Among several parameters of the vehicle, the uncertainty of clutch friction coefficient can significantly affect AWD vehicle states estimation performance. In order to reduce the parameter uncertainty, adaptation algorithm of clutch friction coefficient was designed using wheel dynamics equation and applied to the estimator. Unlike a general clutch system, the transfer case clutch system has a structure of single input shaft and multi output shafts. In a clutch system that includes multiple output shafts, the maximum allowable torque value transmitted to sub-drive shaft is determined by not only input torque but also other factors. Therefore, it is difficult to determine the exact state transition condition between slipping and lock-up state of the clutch in the absence of external information such as the difference of vertical load and road friction coefficient between front and rear wheels. Moreover, information of relative angular velocity difference between front and rear propeller shafts that can be obtained from wheel angular velocity sensor contains noise in its signal. These two limitations of transfer case clutch system may cause a discontinuity problem in designing estimator, due to the incorrect model switching between slipping state and lock-up state, which can, as a result, deteriorate the estimation performance. To solve the aforementioned issue of the transfer case clutch in AWD system, the interacting multiple model (IMM) filter algorithm, which simultaneously considers both clutch slipping and lock-up states based on stochastics of each model was adopted to AWD vehicle states estimator design. In the proposed estimator, only in-vehicle sensors were used for practical application. The estimation performance of the suggested AWD vehicle states estimator was validated through experiments. More specifically, the effect of adaption in switching multiple model (SMM) filter, the effect of IMM filter, and the combined effect of adaptation and IMM filter were validated orderly. In addition, robustness of the suggested estimator toward uncertainty of principal vehicle parameters was validated.

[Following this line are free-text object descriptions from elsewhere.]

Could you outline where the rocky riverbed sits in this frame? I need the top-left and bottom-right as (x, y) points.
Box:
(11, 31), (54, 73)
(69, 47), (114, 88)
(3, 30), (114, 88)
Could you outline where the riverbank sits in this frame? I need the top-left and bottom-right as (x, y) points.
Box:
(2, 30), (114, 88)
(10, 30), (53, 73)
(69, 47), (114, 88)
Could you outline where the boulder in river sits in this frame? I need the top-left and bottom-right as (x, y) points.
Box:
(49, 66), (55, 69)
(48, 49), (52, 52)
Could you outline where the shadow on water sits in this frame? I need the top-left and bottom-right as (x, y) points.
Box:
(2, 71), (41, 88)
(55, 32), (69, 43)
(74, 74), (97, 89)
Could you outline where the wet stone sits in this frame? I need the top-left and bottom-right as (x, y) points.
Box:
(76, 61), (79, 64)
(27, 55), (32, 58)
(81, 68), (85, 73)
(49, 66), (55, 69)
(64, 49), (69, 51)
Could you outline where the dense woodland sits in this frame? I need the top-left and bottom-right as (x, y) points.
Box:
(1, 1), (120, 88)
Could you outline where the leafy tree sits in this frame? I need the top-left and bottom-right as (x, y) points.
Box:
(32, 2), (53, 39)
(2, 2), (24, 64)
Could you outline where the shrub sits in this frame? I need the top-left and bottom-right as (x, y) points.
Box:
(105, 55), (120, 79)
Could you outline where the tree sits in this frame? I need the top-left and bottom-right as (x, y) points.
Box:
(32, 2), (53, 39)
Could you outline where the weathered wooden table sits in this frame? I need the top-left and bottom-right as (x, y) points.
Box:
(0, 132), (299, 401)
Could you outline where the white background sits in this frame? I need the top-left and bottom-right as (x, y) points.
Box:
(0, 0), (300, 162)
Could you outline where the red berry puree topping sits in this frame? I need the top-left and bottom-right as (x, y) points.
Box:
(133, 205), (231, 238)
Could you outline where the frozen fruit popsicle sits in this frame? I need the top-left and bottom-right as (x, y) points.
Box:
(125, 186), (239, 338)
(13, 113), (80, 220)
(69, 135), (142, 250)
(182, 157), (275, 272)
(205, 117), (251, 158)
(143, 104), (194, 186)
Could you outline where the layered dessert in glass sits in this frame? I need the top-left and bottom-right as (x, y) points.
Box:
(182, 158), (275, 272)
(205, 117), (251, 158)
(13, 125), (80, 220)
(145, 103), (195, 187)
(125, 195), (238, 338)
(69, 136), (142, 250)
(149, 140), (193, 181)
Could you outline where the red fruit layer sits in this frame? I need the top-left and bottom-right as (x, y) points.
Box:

The bicycle model, which is mostly applied to the design of upper-level controller for vehicle control systems in the previous studies has limitations on applying vehicle upper-level controller because this model only includes the state variables for the lateral direction and does not have direct relationship between control input and state variables of the AWD system. Therefore, tire force based planar full car model, which includes both longitudinal and lateral states and represents explicit relationship between control input and states variables of AWD system, was newly adopted to the design of AWD vehicle upper-level controller. Because of the facts that vehicle dynamic behavior includes highly nonlinear characteristic and lower-level controller of the transfer case has highly lagged response, it is difficult to apply linear system control theory to AWD vehicle controller design. Also, conventional rule-based controller tends to operate AWD system preemptively to prevent unintended wheel slip in advance. Considering these facts, the MPC methodology, which shows preemptive response through the prediction of future states and computes optimal control input while considering system constraints systemically was adopted to AWD controller design. As for the input constraint for AWD system, variable input constraint was applied to the MPC-based controller using probability of each AWD vehicle dynamic model. As for states constraints for AWD system, upper and lower limit of yaw rate and longitudinal and lateral tire forces bounded by current peak road friction coefficient were considered. Simulations were conducted before the AWD vehicle experiments to verify the feasibility and prediction steps of suggested AWD vehicle controller. Then, the suggested AWD vehicle controller was validated through experiments that includes various driving scenarios and the superiority of the suggested controller was verified by comparative studies with the rule-based controller in the experiment.